Als ich als Studentin in Pisa lebte, wohnte ich ein paar Jahre am Anfang der Via Garibaldi. Auf dem Weg zur Fakultät ging ich jeden Tag durch die Via Livia Gereschi, eine schöne, unregelmäßig verlaufende Straße, die früher Via La Rosa hieß. Durch die Via Gereschi gelangte ich direkt auf den Platz des Gerichtsgebäudes und von dort zum Borgo Stretto.

Die weiße Marmortafel mit dem eingemeißelten Namen Livia Gereschi war etwas vom Ersten, was ich jeden Morgen sah, sie gehörte zu meinem Alltag. Mit der Zeit wurde ich neugierig und wollte wissen, zu wem dieser Name gehörte und welche Geschichte dahintersteckte. Nach einigem Herumfragen und nachdem ich Nachforschungen angestellt hatte erfuhr ich von der absurden, unglücklichen Geschichte von Livia Gereschi. Sie ist derjenigen vieler anderer Opfer der deutschen Besatzung in Italien tragisch ähnlich. Livia Gereschi war Sprachlehrerin. Sie hatte in Pisa studiert und wohnte in der Straße, die später nach ihr benannt werden sollte. Hundert Meter von dem Ort entfernt, an dem ich damals lebte. Wir machten also denselben Weg, um zur Fakultät zu gelangen. Wir hatten auch beide dieselbe Sprache studiert, Deutsch, aber zu ganz verschiedenen Zeiten.
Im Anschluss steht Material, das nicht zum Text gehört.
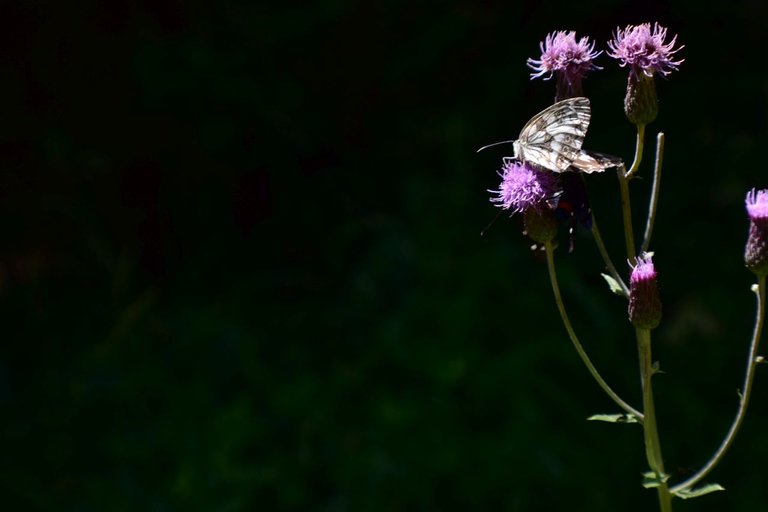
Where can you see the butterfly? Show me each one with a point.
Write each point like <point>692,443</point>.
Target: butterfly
<point>552,139</point>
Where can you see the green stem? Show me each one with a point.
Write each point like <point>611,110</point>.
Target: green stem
<point>652,443</point>
<point>640,143</point>
<point>746,392</point>
<point>626,210</point>
<point>606,257</point>
<point>654,192</point>
<point>577,345</point>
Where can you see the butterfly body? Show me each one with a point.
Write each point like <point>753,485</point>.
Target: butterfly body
<point>552,139</point>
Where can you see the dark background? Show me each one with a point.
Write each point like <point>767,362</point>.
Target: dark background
<point>241,269</point>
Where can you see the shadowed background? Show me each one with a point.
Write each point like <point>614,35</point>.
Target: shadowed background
<point>241,266</point>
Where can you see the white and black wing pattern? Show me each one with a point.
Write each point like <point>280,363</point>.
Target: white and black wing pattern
<point>552,139</point>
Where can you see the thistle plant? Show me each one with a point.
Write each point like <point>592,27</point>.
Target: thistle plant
<point>544,182</point>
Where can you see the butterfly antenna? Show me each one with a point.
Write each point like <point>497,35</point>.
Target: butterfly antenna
<point>482,233</point>
<point>495,144</point>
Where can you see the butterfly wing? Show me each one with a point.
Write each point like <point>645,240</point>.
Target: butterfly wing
<point>552,139</point>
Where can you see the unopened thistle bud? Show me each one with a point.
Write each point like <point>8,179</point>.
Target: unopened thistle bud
<point>756,252</point>
<point>644,300</point>
<point>640,103</point>
<point>541,224</point>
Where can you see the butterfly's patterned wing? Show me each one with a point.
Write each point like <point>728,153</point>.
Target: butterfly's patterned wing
<point>552,139</point>
<point>592,161</point>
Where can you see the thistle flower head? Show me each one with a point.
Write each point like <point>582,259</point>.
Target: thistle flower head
<point>523,187</point>
<point>643,49</point>
<point>644,301</point>
<point>756,251</point>
<point>569,59</point>
<point>757,205</point>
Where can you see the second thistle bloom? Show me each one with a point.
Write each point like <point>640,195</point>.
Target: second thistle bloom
<point>568,59</point>
<point>523,187</point>
<point>643,50</point>
<point>756,252</point>
<point>526,190</point>
<point>644,300</point>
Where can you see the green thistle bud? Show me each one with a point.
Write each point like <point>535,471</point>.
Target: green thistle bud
<point>640,104</point>
<point>541,224</point>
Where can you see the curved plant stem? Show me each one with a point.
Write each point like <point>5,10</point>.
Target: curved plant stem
<point>655,192</point>
<point>606,258</point>
<point>746,391</point>
<point>626,210</point>
<point>652,444</point>
<point>638,150</point>
<point>577,345</point>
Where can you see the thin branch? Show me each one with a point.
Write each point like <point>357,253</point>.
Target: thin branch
<point>607,259</point>
<point>655,191</point>
<point>579,348</point>
<point>752,363</point>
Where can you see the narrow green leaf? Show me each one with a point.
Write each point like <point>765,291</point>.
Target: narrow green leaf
<point>613,284</point>
<point>699,491</point>
<point>614,418</point>
<point>651,479</point>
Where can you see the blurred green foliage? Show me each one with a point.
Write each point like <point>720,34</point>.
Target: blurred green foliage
<point>241,266</point>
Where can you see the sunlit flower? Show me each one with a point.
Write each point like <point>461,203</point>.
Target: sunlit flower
<point>643,49</point>
<point>644,300</point>
<point>568,59</point>
<point>756,252</point>
<point>523,187</point>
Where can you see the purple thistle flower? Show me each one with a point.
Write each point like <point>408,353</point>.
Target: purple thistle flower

In meinem Fall erwies sich das Deutschstudium als gute Investition für mein Berufsleben. Ich konnte als Lektorin für Italienisch an einer deutschen Universität arbeiten, den Übersetzerberuf ergreifen, 2002 in Italien Puntolingua gründen und diese Einrichtung nach zehn Jahren nach Deutschland „exportieren“. Die Tatsache also, dass ich mich zwischen zwei Ländern hin und her bewegte und die Kommunikation zwischen den Menschen, die nur Deutsch oder nur Italienisch sprechen, zu fördern vermochte, stellte in meinem Fall eine große Ressource dar.

Leider war dies für Livia Gereschi nicht der Fall. Vielleicht gerade, weil sie wie ich von dem Wunsch besessen war, Fremdsprachen kennen zu lernen, zu sprechen und zu unterrichten und Kommunikationsprobleme zwischen den Mitmenschen zu lösen, wurde sie zum Opfer einer niederträchtigen Vergeltungsmaßnahme durch die Nazis.
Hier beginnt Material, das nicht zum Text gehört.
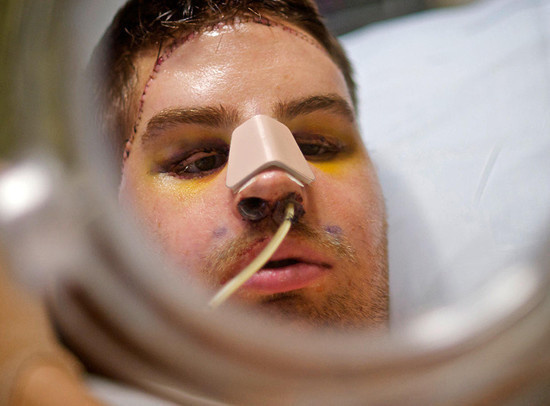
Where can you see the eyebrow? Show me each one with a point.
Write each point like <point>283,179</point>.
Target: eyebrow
<point>208,116</point>
<point>288,110</point>
<point>224,117</point>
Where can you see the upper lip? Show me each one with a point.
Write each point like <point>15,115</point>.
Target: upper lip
<point>292,248</point>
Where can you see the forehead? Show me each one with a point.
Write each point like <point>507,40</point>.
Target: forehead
<point>247,66</point>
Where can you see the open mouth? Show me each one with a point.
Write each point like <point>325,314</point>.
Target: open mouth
<point>284,275</point>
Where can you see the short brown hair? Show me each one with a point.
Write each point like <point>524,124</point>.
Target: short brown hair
<point>147,24</point>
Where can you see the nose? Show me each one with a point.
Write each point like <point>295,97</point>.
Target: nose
<point>267,195</point>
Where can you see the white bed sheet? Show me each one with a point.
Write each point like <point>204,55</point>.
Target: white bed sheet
<point>455,110</point>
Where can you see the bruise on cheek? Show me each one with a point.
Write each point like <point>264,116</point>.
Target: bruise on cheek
<point>333,230</point>
<point>219,232</point>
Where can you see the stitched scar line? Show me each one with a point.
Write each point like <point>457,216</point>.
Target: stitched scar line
<point>169,50</point>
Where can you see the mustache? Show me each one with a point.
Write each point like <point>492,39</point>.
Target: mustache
<point>222,260</point>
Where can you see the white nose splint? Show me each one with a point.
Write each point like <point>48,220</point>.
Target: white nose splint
<point>262,142</point>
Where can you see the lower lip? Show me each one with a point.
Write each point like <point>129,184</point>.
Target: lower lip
<point>278,280</point>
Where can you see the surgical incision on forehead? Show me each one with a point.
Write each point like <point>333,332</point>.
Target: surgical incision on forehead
<point>169,50</point>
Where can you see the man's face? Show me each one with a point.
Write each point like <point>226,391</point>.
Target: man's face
<point>332,267</point>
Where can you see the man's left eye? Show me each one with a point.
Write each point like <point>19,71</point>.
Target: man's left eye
<point>318,149</point>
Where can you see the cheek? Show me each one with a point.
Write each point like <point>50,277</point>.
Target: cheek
<point>181,217</point>
<point>351,197</point>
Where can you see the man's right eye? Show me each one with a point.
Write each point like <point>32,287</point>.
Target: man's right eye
<point>199,163</point>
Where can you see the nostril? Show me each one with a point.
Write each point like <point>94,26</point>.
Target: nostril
<point>254,208</point>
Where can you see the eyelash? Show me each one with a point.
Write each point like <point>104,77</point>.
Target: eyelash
<point>212,159</point>
<point>189,167</point>
<point>324,149</point>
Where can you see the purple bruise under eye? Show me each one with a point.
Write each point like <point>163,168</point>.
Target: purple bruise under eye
<point>220,232</point>
<point>334,230</point>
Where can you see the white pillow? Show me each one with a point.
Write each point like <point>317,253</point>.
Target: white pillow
<point>455,110</point>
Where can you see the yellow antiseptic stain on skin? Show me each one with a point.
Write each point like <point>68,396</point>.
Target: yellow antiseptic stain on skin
<point>184,189</point>
<point>341,166</point>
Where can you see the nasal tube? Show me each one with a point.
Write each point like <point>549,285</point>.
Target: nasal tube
<point>231,287</point>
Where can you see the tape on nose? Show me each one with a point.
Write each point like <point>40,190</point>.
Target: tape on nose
<point>262,142</point>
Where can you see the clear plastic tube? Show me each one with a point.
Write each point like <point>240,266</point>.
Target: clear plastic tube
<point>230,287</point>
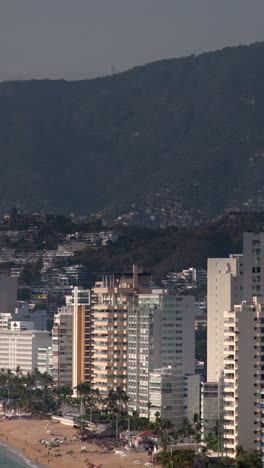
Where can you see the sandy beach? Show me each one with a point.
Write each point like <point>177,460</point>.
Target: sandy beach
<point>24,435</point>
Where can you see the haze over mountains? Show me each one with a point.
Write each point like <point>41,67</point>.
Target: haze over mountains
<point>187,131</point>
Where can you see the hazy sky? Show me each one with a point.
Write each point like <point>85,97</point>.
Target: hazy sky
<point>75,39</point>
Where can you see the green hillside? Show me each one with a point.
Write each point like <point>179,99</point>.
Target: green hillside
<point>160,251</point>
<point>189,129</point>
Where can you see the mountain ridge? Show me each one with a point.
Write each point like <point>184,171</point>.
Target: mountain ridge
<point>187,131</point>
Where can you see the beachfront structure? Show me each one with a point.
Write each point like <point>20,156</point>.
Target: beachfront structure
<point>81,337</point>
<point>166,390</point>
<point>243,397</point>
<point>21,347</point>
<point>223,292</point>
<point>231,281</point>
<point>192,395</point>
<point>210,410</point>
<point>160,334</point>
<point>62,346</point>
<point>111,298</point>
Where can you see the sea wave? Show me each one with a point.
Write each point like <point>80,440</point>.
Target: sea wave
<point>20,457</point>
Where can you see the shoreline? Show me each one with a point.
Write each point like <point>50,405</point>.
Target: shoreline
<point>22,438</point>
<point>20,455</point>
Wie viele andere Bewohner von Pisa war Livia 1944 in die Nähe von Molina di Quosa in die Monti Pisani evakuiert worden.

In der Nacht vom 6. auf den 7. August durchkämmte eine SS-Mannschaft diese Gegend auf der Suche nach Partisanen, fanden aber nur Familien auf der Flucht vor den Bombenangriffen. Die SS-Leute hatten viele Gefangene gemacht und wie in vielen anderen, ähnlichen Fällen die Männer von den Frauen und Kindern getrennt.
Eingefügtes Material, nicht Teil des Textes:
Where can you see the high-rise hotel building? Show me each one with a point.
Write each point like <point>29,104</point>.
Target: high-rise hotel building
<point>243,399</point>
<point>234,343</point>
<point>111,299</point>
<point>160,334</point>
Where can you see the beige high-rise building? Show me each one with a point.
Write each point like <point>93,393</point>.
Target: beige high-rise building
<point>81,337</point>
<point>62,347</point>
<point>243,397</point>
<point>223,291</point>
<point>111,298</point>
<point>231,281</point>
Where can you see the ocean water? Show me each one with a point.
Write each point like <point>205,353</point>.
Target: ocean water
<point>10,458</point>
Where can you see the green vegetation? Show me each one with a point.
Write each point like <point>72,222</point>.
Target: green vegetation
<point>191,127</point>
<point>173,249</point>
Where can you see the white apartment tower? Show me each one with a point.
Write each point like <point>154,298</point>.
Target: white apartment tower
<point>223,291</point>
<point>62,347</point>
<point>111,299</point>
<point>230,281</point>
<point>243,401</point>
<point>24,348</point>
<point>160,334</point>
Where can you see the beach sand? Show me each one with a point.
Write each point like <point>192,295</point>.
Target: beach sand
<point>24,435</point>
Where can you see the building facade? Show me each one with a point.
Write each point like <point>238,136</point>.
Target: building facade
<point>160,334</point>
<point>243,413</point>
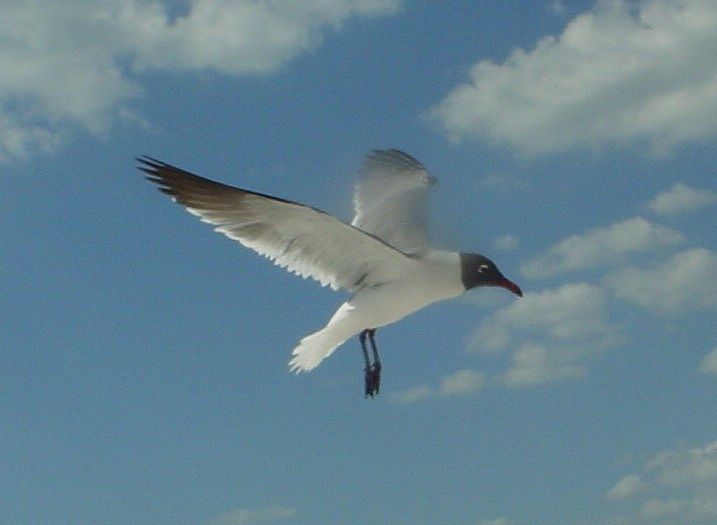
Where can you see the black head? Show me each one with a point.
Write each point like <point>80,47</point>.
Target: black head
<point>477,270</point>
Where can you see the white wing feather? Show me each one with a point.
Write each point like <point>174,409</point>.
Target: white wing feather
<point>390,200</point>
<point>304,240</point>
Im Vertrauen auf ihre Deutschkenntnisse versuchte Livia auf eigene Initiative, den Soldaten zu erklären, dass diese Leute unschuldig waren und es sich nicht um Partisanen handelte, sondern um ganz gewöhnliche Zivilpersonen.

Es gelang ihr, Frauen und Kinder freizubekommen, aber als Folge ihres Eingreifens wurde sie in die Gruppe der „arbeitsfähigen“ Männer eingeteilt und erlitt deren Schicksal. Nach einigen Tagen Haft und Folter wurden 69 Personen, darunter Livia Gereschi, erschossen.